Name: job title, dtype: object
An inspection of a sampling of the potentially unrelated jobs suggested that job postings that referred to a laboratory were more likely to focus on biology or related sciences. Similarly, job postings with titles that included “software engineer” were less likely to relate to data science. These keywords were used to filter these jobs from the data.
Results and Analysis
The results are not be current since they were drawn from non-static webpages.
I analyzed postings for 1692 jobs. I removed 564 observations from the data, a 33.3% reduction, leaving 1128 observations. “Scientist” was by far the most common keyword, occurring in approximately 75% of observations, followed by PhD, “laboratory”, and bachelor’s degree (36%, 29% and 28%, respectively).
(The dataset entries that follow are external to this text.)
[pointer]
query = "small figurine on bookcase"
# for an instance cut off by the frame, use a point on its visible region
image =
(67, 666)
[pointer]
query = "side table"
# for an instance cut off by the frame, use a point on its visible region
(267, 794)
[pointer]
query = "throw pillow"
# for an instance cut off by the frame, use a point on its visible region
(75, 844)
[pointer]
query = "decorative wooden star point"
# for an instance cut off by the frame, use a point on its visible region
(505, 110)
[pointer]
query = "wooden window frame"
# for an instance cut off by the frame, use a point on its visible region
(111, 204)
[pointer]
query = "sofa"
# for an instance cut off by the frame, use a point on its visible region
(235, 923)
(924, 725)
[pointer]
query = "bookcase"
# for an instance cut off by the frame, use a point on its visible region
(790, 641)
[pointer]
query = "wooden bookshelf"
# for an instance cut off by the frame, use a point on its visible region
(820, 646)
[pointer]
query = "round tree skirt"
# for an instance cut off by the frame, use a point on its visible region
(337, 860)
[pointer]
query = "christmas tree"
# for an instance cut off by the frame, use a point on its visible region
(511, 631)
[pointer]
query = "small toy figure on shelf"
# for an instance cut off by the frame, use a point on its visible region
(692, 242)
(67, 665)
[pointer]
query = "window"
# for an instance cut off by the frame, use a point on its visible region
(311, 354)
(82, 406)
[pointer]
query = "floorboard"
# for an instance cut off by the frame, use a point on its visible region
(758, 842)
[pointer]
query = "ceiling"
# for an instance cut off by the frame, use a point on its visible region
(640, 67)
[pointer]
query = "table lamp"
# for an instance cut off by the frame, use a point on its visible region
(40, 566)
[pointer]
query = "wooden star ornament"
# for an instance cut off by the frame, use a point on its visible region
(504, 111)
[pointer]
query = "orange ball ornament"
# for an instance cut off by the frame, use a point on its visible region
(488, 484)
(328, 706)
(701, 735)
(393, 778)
print("Jobs analyzed: {}\nJob postings removed: {} ({}% change)\nRemaining postings: {}".format(master_dataframe.shape[0], master_dataframe.shape[0] - data_dataframe.shape[0], round(100 * (data_dataframe.shape[0] / master_dataframe.shape[0] - 1),1), data_dataframe.shape[0]))
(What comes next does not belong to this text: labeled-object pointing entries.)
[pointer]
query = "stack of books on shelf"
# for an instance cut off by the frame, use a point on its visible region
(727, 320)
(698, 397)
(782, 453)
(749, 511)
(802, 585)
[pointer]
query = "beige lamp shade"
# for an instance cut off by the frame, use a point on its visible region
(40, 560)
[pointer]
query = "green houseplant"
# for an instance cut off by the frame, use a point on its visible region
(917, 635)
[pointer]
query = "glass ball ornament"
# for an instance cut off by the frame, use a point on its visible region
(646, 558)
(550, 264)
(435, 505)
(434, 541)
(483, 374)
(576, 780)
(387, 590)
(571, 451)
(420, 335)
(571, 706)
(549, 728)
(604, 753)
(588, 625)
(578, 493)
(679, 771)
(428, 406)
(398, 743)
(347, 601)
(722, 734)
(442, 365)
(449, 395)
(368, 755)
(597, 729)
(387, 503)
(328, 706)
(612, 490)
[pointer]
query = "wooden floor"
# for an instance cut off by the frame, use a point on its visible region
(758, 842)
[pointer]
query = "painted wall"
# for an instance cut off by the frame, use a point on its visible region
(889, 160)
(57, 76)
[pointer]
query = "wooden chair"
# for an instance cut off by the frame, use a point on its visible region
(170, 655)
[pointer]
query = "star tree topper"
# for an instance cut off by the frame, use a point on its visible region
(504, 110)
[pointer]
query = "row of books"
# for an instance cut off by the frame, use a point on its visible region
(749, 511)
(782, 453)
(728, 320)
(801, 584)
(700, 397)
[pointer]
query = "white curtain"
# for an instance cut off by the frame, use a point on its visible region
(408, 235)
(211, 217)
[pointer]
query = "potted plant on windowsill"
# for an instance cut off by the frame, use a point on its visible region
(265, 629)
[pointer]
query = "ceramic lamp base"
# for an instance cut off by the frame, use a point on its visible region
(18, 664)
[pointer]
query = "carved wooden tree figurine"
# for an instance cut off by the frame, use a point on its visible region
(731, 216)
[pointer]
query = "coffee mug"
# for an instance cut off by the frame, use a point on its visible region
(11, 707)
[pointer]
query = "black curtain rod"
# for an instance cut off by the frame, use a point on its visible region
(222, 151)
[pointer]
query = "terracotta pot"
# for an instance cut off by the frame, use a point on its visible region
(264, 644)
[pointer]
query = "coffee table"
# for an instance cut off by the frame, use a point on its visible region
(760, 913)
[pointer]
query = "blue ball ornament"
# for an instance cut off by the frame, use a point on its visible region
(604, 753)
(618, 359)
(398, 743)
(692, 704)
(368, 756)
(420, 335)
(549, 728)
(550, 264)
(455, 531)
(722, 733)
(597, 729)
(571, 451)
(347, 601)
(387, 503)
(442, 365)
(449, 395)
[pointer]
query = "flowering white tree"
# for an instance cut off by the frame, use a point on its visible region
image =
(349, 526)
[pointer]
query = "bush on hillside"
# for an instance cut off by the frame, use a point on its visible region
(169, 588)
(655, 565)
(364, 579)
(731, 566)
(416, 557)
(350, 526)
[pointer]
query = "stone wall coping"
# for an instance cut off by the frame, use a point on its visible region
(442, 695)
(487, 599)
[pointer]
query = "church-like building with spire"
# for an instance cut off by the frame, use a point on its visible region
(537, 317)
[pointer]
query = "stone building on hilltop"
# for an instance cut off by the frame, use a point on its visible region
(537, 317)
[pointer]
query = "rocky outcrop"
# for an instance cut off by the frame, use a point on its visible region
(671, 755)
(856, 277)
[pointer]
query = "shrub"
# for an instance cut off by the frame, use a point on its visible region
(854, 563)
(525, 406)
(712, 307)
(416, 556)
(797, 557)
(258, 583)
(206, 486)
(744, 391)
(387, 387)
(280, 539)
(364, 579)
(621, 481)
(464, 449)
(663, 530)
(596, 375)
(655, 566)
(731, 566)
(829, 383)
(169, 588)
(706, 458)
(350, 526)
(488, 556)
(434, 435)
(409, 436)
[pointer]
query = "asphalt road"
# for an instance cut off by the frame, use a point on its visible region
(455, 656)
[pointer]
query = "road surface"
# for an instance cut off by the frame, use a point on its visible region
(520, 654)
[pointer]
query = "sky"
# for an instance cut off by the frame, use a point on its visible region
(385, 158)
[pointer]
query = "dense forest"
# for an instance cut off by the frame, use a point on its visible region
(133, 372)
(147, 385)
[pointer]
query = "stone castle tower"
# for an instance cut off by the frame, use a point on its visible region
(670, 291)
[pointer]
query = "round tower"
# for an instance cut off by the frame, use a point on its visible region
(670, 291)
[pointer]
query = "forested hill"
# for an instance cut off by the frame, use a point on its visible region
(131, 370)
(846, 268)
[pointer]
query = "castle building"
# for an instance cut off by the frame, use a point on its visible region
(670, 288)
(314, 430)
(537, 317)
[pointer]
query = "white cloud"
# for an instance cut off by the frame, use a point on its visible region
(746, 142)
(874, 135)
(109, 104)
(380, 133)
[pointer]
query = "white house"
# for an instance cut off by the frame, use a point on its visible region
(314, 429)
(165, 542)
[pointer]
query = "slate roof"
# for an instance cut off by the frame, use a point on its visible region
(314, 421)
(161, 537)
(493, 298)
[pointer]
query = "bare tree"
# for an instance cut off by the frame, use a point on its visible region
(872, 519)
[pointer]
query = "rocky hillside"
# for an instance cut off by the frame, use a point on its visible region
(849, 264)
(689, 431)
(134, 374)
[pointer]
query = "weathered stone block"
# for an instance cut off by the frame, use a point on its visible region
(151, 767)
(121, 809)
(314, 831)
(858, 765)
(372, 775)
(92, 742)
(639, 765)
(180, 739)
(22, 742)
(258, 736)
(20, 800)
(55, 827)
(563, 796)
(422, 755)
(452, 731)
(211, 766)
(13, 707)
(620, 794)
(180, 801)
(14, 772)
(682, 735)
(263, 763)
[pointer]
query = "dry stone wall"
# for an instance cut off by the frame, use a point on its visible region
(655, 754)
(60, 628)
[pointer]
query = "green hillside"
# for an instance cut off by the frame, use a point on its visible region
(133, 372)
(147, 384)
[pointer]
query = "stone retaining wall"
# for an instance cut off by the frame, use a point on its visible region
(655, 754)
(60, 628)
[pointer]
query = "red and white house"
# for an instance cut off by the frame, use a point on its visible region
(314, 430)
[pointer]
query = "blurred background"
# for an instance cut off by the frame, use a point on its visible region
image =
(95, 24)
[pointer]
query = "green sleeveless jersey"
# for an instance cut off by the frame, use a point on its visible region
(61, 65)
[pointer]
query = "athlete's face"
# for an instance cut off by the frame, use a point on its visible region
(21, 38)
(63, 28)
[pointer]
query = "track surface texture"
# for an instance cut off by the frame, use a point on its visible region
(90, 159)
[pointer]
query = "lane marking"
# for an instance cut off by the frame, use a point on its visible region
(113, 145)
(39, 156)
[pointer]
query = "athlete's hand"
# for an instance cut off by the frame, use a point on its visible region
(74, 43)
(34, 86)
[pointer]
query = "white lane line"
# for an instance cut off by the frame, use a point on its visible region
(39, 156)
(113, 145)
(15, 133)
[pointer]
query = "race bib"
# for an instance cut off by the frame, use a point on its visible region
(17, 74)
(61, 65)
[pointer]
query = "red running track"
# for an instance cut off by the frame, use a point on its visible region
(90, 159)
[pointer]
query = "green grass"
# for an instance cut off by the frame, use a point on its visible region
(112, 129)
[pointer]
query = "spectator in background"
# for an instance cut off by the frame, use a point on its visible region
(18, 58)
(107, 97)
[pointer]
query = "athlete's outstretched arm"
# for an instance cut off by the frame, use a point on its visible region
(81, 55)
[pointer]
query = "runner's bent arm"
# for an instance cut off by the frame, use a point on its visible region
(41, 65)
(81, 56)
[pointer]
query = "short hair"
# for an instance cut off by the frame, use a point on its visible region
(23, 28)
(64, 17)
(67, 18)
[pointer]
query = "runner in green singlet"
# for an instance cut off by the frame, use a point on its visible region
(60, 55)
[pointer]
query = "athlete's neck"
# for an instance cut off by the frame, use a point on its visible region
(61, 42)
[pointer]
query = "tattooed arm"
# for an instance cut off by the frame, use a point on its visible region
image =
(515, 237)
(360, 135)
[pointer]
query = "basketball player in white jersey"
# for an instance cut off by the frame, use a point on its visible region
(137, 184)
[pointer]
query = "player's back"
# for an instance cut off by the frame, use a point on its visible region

print("\nKeywords\t\tFrequency\n{}".format(master_dataframe.drop('salary over 90000', axis = 1).describe().loc['mean'].sort_values(ascending = False)))
Jobs analyzed: 1692
Job postings removed: 564 (-33.3% change)
Remaining postings: 1128
Keywords Frequency
Scientist 0.791962
PhD OR ph.d 0.372340
Lab OR laboratory 0.336879
Bachelors OR BS OR BA 0.217494
Python 0.211584
Manager OR director 0.196809
Machine learning 0.167849
years experience 5 0.132388
years experience 3 0.131797
years experience 2 0.119385
Startup OR start-up 0.091017
years experience 1 0.085106
years experience 4 0.059102
Software engineer 0.048463
years experience 7 0.043735
years experience 6 0.033097
years experience 0 0.007092
Name: mean, dtype: float64
Of the keywords examined, Python, Scientist and Machine Learning were the strongest predictors of a job’s salary.
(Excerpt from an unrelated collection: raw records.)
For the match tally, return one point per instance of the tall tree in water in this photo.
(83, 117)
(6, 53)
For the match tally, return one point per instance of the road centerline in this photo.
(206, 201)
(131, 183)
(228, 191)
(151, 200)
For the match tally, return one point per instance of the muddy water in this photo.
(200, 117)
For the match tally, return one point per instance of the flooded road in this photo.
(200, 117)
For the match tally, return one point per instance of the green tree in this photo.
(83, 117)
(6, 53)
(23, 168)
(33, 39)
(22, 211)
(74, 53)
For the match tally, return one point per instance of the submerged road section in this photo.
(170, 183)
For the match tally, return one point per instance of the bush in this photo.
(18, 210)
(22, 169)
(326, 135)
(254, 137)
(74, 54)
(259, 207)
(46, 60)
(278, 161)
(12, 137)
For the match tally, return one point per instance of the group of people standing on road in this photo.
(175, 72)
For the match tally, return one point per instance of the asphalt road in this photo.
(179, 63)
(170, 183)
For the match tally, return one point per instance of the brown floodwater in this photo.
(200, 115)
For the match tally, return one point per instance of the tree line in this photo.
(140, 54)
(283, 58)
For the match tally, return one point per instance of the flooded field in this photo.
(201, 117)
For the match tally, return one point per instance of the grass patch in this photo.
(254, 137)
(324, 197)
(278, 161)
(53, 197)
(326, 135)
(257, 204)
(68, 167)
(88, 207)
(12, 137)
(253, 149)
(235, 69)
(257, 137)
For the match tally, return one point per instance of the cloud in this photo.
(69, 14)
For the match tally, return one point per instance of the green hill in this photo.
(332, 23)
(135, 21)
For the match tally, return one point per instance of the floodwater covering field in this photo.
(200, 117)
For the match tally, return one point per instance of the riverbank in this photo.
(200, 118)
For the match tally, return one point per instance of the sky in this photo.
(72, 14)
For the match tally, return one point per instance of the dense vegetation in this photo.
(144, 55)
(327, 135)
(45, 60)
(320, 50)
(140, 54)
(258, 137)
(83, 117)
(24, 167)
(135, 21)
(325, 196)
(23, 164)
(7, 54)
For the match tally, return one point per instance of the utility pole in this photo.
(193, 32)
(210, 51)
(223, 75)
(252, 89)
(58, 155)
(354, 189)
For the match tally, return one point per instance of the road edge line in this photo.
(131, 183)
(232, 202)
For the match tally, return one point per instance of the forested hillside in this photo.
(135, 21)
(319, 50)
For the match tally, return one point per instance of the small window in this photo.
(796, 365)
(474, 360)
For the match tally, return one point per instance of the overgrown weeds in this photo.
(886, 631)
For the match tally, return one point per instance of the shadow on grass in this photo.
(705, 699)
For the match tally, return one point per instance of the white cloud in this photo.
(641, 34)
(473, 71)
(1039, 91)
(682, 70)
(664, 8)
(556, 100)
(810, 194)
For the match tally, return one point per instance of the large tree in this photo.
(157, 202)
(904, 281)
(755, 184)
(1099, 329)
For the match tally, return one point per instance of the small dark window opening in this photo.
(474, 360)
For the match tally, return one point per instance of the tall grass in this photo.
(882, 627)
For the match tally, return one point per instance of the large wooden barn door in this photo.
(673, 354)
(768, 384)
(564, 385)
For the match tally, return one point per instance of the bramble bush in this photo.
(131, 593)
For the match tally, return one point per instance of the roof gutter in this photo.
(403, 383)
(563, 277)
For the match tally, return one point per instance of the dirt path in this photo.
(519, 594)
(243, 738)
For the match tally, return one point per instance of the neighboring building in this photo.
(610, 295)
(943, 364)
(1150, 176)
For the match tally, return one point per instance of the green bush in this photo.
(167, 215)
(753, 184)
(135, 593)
skl_logreg_model_coefficients.sort_values(by = 'coefficient', ascending = False)
coefficient | |
---|---|
Python | 0.273112 |
Scientist | 0.195354 |
Machine learning | 0.188584 |
Startup OR start-up | 0.068621 |
Manager OR director | 0.062443 |
PhD OR ph.d | 0.055231 |
years experience 5 | 0.053895 |
years experience 7 | 0.026132 |
Bachelors OR BS OR BA | 0.018832 |
years experience 3 | 0.011098 |
years experience 6 | 0.006221 |
years experience 0 | 0.006133 |
years experience 4 | 0.000689 |
years experience 2 | -0.013593 |
years experience 1 | -0.022556 |
plt.figure(figsize=(10,6))
sns.barplot(data = skl_logreg_model_coefficients.sort_values(by = 'coefficient', ascending = False).T, orient='h')
plt.title("Influence of Features on Predicting Job Salary")
sns.plt.show()
Conclusion
Python, Scientist, and Machine learning were the strongest predictors of salary. However this may be because these keywords are better correlated with data science roles; therefore, these keywords could be predicting a certain class of job from others which tend to have different corresponding salaries. (E.g., a data scientist is typically paid more than a data analyst.)
The model’s precision was likely impinged from the variability in Indeed.com’s salary estimates. If given more time, one could measure this variability by comparing job postings where the salary is explicitly stated to those with estimated salaries.